Peter tilted his head in agreement. "Listen, I want you to stay here today, or I can drop you at June's if you prefer. El's working from home this morning so she'll probably make french toast if you play your cards right."

"Tempting as that is, I'd rather just get back to work, back to normal."

"Neal, I want you back to normal too, but it's pretty obvious that ignoring things isn't getting that job done. Am I wrong?"

Neal wanted to argue, but he couldn't think of anything convincing so he kept quiet.

"Right," Peter said after a long moment. "Today, you stay here, rest, eat my wife's french toast to save Satchmo from getting any fatter than he already is. Tomorrow, you have an appointment, and we'll take it from there. I need you sharp, okay?"

Neal nodded and walked over to poke through the _New York Times_ spread out on the dining room table.

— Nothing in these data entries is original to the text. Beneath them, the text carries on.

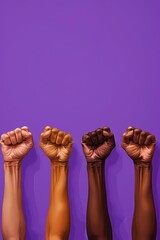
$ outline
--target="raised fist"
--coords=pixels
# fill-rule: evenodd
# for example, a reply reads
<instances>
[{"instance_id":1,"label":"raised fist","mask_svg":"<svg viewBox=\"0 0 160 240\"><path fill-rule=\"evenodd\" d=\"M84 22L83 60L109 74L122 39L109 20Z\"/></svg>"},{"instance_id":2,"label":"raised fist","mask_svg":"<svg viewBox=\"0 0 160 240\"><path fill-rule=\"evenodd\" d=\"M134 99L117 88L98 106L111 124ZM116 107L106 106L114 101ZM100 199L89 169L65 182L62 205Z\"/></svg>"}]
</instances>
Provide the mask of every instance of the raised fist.
<instances>
[{"instance_id":1,"label":"raised fist","mask_svg":"<svg viewBox=\"0 0 160 240\"><path fill-rule=\"evenodd\" d=\"M139 128L128 127L123 134L122 148L135 163L152 160L156 145L155 136Z\"/></svg>"},{"instance_id":2,"label":"raised fist","mask_svg":"<svg viewBox=\"0 0 160 240\"><path fill-rule=\"evenodd\" d=\"M16 128L2 134L1 146L5 162L20 162L33 147L32 134L28 127Z\"/></svg>"},{"instance_id":3,"label":"raised fist","mask_svg":"<svg viewBox=\"0 0 160 240\"><path fill-rule=\"evenodd\" d=\"M87 162L104 161L115 147L114 135L109 127L98 128L82 137Z\"/></svg>"},{"instance_id":4,"label":"raised fist","mask_svg":"<svg viewBox=\"0 0 160 240\"><path fill-rule=\"evenodd\" d=\"M57 128L45 127L39 146L52 162L67 162L72 150L72 136Z\"/></svg>"}]
</instances>

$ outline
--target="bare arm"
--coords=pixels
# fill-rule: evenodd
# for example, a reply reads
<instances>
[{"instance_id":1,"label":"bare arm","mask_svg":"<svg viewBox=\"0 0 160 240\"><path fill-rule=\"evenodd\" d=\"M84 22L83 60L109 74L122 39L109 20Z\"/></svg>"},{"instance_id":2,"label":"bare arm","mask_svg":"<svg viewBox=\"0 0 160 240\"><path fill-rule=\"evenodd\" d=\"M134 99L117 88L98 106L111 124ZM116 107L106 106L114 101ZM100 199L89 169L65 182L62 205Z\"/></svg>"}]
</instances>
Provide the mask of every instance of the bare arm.
<instances>
[{"instance_id":1,"label":"bare arm","mask_svg":"<svg viewBox=\"0 0 160 240\"><path fill-rule=\"evenodd\" d=\"M50 204L46 221L46 240L67 240L70 231L68 199L68 158L72 137L56 128L46 127L40 147L51 160Z\"/></svg>"},{"instance_id":2,"label":"bare arm","mask_svg":"<svg viewBox=\"0 0 160 240\"><path fill-rule=\"evenodd\" d=\"M155 137L140 129L129 128L122 147L134 162L135 206L133 240L156 240L156 213L152 193L152 156Z\"/></svg>"},{"instance_id":3,"label":"bare arm","mask_svg":"<svg viewBox=\"0 0 160 240\"><path fill-rule=\"evenodd\" d=\"M2 235L4 240L25 239L25 219L22 209L21 163L33 146L27 127L17 128L1 137L4 156L4 197Z\"/></svg>"},{"instance_id":4,"label":"bare arm","mask_svg":"<svg viewBox=\"0 0 160 240\"><path fill-rule=\"evenodd\" d=\"M112 227L106 197L105 159L115 147L114 136L108 127L97 129L83 136L82 146L88 172L88 239L111 240Z\"/></svg>"}]
</instances>

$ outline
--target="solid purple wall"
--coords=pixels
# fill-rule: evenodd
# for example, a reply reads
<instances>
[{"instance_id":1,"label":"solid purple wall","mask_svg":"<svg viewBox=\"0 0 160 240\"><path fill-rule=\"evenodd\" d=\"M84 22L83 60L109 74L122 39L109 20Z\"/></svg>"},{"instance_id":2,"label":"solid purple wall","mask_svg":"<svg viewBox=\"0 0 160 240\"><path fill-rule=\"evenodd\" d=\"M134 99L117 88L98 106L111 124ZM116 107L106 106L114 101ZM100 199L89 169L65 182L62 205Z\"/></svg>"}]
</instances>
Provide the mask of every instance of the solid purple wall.
<instances>
[{"instance_id":1,"label":"solid purple wall","mask_svg":"<svg viewBox=\"0 0 160 240\"><path fill-rule=\"evenodd\" d=\"M159 11L158 1L142 0L0 2L0 134L27 125L35 142L23 162L27 240L44 239L50 164L38 141L45 125L74 138L70 240L87 239L81 136L104 125L111 127L117 142L106 166L114 240L131 239L134 172L120 147L128 125L157 136L153 185L159 227Z\"/></svg>"}]
</instances>

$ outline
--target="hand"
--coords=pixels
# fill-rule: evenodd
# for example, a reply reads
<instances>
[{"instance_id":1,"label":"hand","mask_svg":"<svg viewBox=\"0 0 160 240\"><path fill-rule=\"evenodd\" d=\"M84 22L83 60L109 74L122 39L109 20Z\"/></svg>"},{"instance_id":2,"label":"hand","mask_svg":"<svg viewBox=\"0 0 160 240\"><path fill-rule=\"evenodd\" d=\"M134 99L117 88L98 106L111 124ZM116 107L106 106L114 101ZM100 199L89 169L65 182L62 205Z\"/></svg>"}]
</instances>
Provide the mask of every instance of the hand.
<instances>
[{"instance_id":1,"label":"hand","mask_svg":"<svg viewBox=\"0 0 160 240\"><path fill-rule=\"evenodd\" d=\"M33 147L32 134L28 127L16 128L1 136L1 145L5 162L21 162Z\"/></svg>"},{"instance_id":2,"label":"hand","mask_svg":"<svg viewBox=\"0 0 160 240\"><path fill-rule=\"evenodd\" d=\"M51 127L45 127L39 142L39 146L52 162L67 162L72 144L70 134Z\"/></svg>"},{"instance_id":3,"label":"hand","mask_svg":"<svg viewBox=\"0 0 160 240\"><path fill-rule=\"evenodd\" d=\"M156 145L155 136L139 128L128 127L123 134L122 148L133 161L151 162Z\"/></svg>"},{"instance_id":4,"label":"hand","mask_svg":"<svg viewBox=\"0 0 160 240\"><path fill-rule=\"evenodd\" d=\"M115 147L114 135L109 127L98 128L83 135L82 147L87 162L103 161Z\"/></svg>"}]
</instances>

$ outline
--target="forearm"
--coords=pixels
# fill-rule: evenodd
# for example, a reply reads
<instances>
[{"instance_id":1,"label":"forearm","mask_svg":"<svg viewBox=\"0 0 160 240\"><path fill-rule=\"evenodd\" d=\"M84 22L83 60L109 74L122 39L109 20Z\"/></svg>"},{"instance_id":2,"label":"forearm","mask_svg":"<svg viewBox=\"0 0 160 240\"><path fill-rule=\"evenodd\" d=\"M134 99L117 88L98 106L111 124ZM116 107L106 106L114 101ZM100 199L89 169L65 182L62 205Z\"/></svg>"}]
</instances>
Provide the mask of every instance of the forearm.
<instances>
[{"instance_id":1,"label":"forearm","mask_svg":"<svg viewBox=\"0 0 160 240\"><path fill-rule=\"evenodd\" d=\"M46 239L67 240L70 230L68 163L52 163L51 171L50 206L47 216Z\"/></svg>"},{"instance_id":2,"label":"forearm","mask_svg":"<svg viewBox=\"0 0 160 240\"><path fill-rule=\"evenodd\" d=\"M133 240L156 239L156 213L152 193L152 165L135 164Z\"/></svg>"},{"instance_id":3,"label":"forearm","mask_svg":"<svg viewBox=\"0 0 160 240\"><path fill-rule=\"evenodd\" d=\"M25 239L25 220L22 210L21 166L4 164L4 197L2 206L3 239Z\"/></svg>"},{"instance_id":4,"label":"forearm","mask_svg":"<svg viewBox=\"0 0 160 240\"><path fill-rule=\"evenodd\" d=\"M111 240L112 228L108 213L104 162L87 163L88 206L87 234L90 240Z\"/></svg>"}]
</instances>

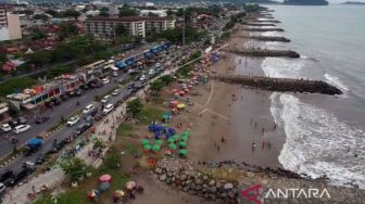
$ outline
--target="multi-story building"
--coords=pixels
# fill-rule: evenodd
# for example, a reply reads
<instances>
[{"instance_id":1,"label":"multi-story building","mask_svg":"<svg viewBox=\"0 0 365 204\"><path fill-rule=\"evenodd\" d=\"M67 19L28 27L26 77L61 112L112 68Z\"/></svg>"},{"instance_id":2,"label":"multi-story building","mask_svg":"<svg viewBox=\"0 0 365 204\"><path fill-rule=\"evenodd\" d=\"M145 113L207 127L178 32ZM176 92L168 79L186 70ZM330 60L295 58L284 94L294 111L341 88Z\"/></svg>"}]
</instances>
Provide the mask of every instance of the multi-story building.
<instances>
[{"instance_id":1,"label":"multi-story building","mask_svg":"<svg viewBox=\"0 0 365 204\"><path fill-rule=\"evenodd\" d=\"M114 38L124 28L124 35L146 37L149 31L175 28L175 20L155 16L90 17L85 22L86 31L100 38Z\"/></svg>"},{"instance_id":2,"label":"multi-story building","mask_svg":"<svg viewBox=\"0 0 365 204\"><path fill-rule=\"evenodd\" d=\"M21 38L22 29L20 16L17 14L8 13L5 7L0 7L0 41Z\"/></svg>"}]
</instances>

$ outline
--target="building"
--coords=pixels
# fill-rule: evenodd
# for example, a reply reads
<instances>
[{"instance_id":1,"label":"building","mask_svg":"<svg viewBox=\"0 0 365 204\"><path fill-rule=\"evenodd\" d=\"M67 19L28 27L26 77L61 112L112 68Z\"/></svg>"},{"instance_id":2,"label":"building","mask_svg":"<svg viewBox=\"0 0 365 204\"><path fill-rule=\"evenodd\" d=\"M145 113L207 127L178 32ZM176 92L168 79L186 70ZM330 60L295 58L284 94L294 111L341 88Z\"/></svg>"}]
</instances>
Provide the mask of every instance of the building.
<instances>
[{"instance_id":1,"label":"building","mask_svg":"<svg viewBox=\"0 0 365 204\"><path fill-rule=\"evenodd\" d=\"M155 29L160 33L175 28L175 20L156 16L90 17L85 22L88 34L100 38L114 38L123 26L130 36L142 36Z\"/></svg>"},{"instance_id":2,"label":"building","mask_svg":"<svg viewBox=\"0 0 365 204\"><path fill-rule=\"evenodd\" d=\"M17 14L8 13L5 7L0 7L0 41L21 38L22 29L20 16Z\"/></svg>"}]
</instances>

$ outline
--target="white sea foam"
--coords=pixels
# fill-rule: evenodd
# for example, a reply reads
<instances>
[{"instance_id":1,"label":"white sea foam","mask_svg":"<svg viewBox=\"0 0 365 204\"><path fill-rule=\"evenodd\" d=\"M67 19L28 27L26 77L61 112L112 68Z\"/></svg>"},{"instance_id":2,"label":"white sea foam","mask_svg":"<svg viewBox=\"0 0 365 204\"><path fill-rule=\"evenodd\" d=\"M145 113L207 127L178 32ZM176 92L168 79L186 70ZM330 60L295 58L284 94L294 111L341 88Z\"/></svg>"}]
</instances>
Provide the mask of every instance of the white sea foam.
<instances>
[{"instance_id":1,"label":"white sea foam","mask_svg":"<svg viewBox=\"0 0 365 204\"><path fill-rule=\"evenodd\" d=\"M343 85L343 82L340 80L339 77L332 76L328 73L325 74L325 77L330 85L333 85L335 87L342 89L344 91L349 90L349 88Z\"/></svg>"},{"instance_id":2,"label":"white sea foam","mask_svg":"<svg viewBox=\"0 0 365 204\"><path fill-rule=\"evenodd\" d=\"M301 78L301 69L304 67L304 62L280 58L265 58L262 62L265 76L282 77L282 78Z\"/></svg>"},{"instance_id":3,"label":"white sea foam","mask_svg":"<svg viewBox=\"0 0 365 204\"><path fill-rule=\"evenodd\" d=\"M286 169L312 178L326 175L335 184L353 182L365 188L363 130L291 94L273 93L270 99L274 119L287 136L279 155Z\"/></svg>"}]
</instances>

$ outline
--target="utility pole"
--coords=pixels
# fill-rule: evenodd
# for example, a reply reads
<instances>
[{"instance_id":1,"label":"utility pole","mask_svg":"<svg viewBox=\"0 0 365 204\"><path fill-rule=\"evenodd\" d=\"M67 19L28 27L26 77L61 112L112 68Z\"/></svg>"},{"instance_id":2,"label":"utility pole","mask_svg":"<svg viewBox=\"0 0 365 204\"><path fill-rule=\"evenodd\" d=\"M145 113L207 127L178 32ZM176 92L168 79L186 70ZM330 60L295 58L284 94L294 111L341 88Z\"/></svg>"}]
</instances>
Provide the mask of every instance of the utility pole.
<instances>
[{"instance_id":1,"label":"utility pole","mask_svg":"<svg viewBox=\"0 0 365 204\"><path fill-rule=\"evenodd\" d=\"M185 7L182 8L182 46L185 47Z\"/></svg>"}]
</instances>

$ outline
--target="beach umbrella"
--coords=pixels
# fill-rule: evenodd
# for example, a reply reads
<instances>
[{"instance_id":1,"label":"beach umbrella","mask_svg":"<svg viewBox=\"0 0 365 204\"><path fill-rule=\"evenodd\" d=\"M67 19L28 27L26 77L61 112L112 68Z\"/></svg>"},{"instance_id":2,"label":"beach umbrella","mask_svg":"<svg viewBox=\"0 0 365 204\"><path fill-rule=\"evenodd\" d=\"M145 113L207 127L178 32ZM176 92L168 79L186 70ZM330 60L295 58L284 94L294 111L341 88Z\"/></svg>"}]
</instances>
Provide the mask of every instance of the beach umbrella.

He waved to Peter when he left and, as instructed, charmed Elizabeth into making french toast. The food was delicious, the egg mixture with the right balance of cinnamon and vanilla soaked into thick slices of challah bread. Butter. Real maple syrup. Elizabeth's sparkling gossip about the neighborhood.

He could see now that Peter was right; in the weeks since getting out of prison again Neal had lost his edge, his mind too blunt to see through the puzzle of the music box, his senses too dull to do his best work with Peter. He resolved to do whatever he had to do to get on top of his emotions and the wayward functions of his body, to get back to normal, to hone his edge. After all, his mind and his body were his best weapons, and he had a feeling that the time was coming when he'd need them to be sharper than ever.